This blog represents What’s The Funda (WTF) around consistent hashing and DHT (Distributed Hash Tables), Databases use cases where it is used.
Problems with Traditional Hashing Mechanism
Lets understand the traditional hashing mechanism using following diagram:
Pay attention to some of the following aspects as per the above diagram:
- Hash table/map is an array with each of the array index pointing to a linked list having each node representing a key-value pair.
- Keys are passed through a hash function. The index of the array (bucket) to which a specific key-value pair would get associated is a function of hash value and total size of the array. For example, in above diagram, key such as “Sam Doe” is hashed and evaluated to get associated with index, 254. Keys such as “John Smith” and “Sandra Dee” gets associated with same index such as 152.
- So far so good.
- What if the size of the array changes (increases or decreases)? In other words, what if the hash table is resized?
- Given that the key-value pair and its positioning in the array is a function of hash value and size of the array, the change in size of array would lead to re-assignment/remapping of buckets for nearly all key-value pair.
Lets see if we can apply the traditional technique such as above to store a record (having some key) to a specific computer (node) out of a list of computers (nodes).
The hashing technique, thus, can be said to be inconsistent.
Apply traditional hashing to store key-value in network of computer nodes
The requirement is to store key-value pairs on different computer nodes as a function of hash of key value and number of computer nodes.
Let us say the hash value is calculated as following:
hash_value = hash(key);
Computer on which the data gets stored is calculated as following:
computerThatStoresRecord = func(hash_value, noOfComputerNodes);
So far so good. The above calculation can be done on a centralized node and the data/record is appropriately sent to the node and stored/written/persisted there. The same function is used for reading/retrieving the data/record from a specific node.
Problem arises when the the value of noOfComputerNodes changes. This can change due to the fact that the one can add one or more nodes or, one or more nodes can shut down.
Due to the way that record’s node location s determined, it would start getting wrong. This is because different value of computerThatStoresRecord would get calculated as a result of changed value of noOfComputerNodes. As a result, all the records may end up getting written on different nodes.
So, there is a problem. How to solve this problem? Consistent Hashing is the answer.
What is Consistent Hashing?
Consistent hashing is a special hashing technique using which only a set of key-value pairs get relocated to new buckets unlike traditional hashing technique such as that mentioned above. Following happens in case of consistent hashing:
- Each bucket gets a unique key (index/number etc) associated with it based on the hash value generated as a function of unique name/label of the bucket.

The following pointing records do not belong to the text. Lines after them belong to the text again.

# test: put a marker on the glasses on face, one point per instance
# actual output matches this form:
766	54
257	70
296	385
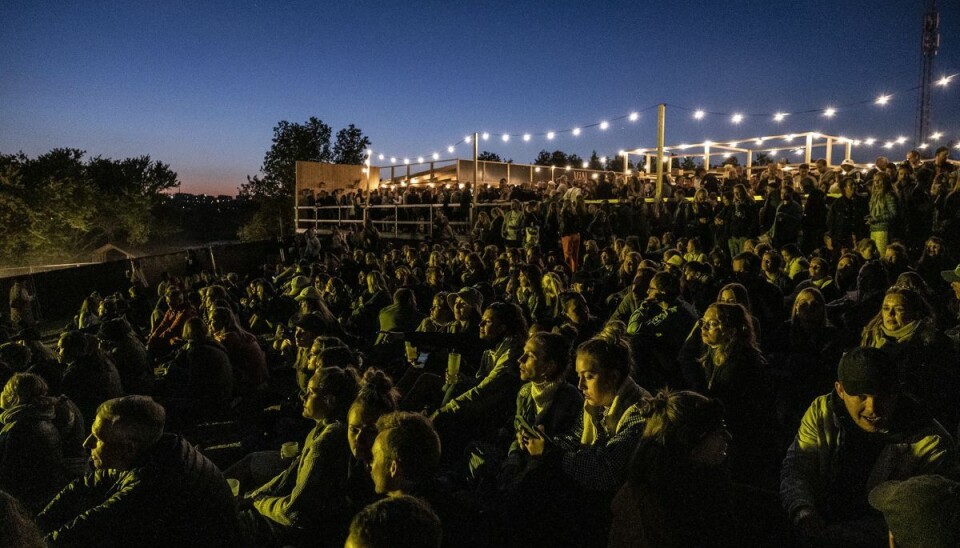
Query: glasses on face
710	325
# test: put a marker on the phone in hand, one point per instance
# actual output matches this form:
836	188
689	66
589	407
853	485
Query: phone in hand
529	430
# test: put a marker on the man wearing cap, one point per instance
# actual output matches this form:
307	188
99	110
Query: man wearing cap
658	328
865	432
923	511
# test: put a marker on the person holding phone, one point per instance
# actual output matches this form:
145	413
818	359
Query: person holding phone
546	405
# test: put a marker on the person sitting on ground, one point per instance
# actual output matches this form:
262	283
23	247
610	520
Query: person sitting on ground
89	377
546	399
659	326
306	501
200	378
920	512
148	488
865	432
396	521
31	453
581	469
678	492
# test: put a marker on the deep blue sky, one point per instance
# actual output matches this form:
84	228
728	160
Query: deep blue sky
200	85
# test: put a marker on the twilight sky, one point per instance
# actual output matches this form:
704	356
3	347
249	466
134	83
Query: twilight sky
200	84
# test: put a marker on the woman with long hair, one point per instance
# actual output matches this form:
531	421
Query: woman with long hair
733	370
883	210
906	328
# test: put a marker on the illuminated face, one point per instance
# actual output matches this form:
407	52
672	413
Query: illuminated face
807	307
317	404
491	328
711	330
871	412
532	365
381	468
895	313
599	387
107	450
361	433
727	296
817	270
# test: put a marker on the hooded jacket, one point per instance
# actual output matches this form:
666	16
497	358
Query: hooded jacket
172	496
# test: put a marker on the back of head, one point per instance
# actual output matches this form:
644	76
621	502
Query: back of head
396	521
376	392
410	439
138	419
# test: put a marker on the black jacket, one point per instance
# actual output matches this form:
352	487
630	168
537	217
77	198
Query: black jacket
172	497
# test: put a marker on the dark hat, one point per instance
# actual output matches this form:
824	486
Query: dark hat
312	322
114	329
28	334
470	295
920	511
868	371
951	275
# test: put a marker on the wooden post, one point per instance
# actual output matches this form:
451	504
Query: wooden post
661	117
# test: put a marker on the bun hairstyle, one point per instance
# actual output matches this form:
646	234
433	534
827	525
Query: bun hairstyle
341	383
610	350
376	392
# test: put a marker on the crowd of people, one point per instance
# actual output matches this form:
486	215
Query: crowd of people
774	362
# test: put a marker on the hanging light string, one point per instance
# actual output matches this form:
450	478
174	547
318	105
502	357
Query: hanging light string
698	114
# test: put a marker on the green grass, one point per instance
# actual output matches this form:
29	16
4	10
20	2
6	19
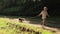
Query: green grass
8	27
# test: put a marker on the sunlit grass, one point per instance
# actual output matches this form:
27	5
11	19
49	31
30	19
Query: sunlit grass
12	27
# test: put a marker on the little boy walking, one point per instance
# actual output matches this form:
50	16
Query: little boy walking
44	14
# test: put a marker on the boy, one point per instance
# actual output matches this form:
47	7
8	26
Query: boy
44	14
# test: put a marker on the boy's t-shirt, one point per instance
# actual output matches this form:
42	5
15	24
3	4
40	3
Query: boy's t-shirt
44	14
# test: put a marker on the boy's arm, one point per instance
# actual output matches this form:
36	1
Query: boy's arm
48	15
40	14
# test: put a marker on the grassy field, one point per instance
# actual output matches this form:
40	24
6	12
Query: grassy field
9	26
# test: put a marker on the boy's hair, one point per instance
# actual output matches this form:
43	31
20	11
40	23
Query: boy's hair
21	20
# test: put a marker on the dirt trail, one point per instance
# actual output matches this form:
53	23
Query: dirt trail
39	26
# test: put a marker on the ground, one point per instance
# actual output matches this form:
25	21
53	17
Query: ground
32	22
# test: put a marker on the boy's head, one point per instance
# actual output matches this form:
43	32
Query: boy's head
45	8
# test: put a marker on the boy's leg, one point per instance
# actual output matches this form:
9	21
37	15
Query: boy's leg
43	23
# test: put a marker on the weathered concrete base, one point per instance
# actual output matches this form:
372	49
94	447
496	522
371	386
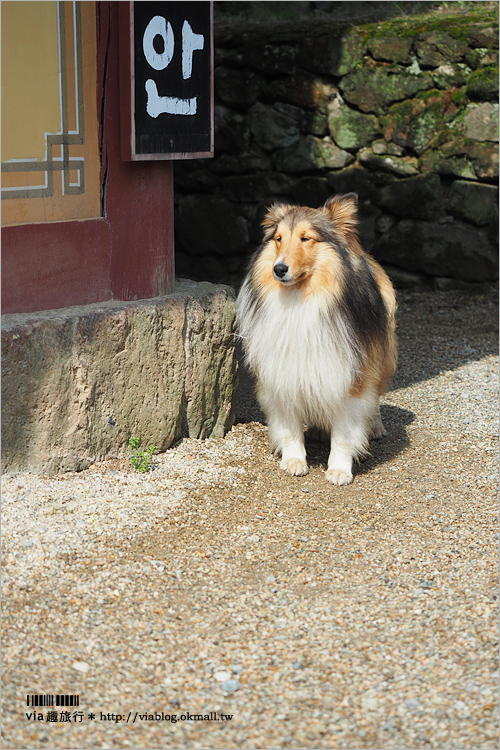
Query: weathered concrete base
78	382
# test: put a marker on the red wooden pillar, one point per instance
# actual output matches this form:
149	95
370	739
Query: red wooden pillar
128	252
138	196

- Each bucket is assigned a range of keys. In the diagram given below, all the buckets are specified key values. Bucket 1 has key value as 78. Bucket2 has key value as 180. Item with key value 150 would get stored in bucket2.
- A key-value pair is mapped to bucket based on the range of keys it is associated with and, thus, the bucket.
- Each time a key-value pair needs to be stored or retrieved, the partition key is determined using a hash function which takes the input as key. The range of number (keys) is then determined and, thus, the bucket gets determined which stores the key-value pair. In the diagram given above, the bucket 2 will store all the key-value pairs having partition key falling in the range of 78-180 . Thus, bucket 2 will store item with key as 150, bucket 3 will store item with with key as 370 etc.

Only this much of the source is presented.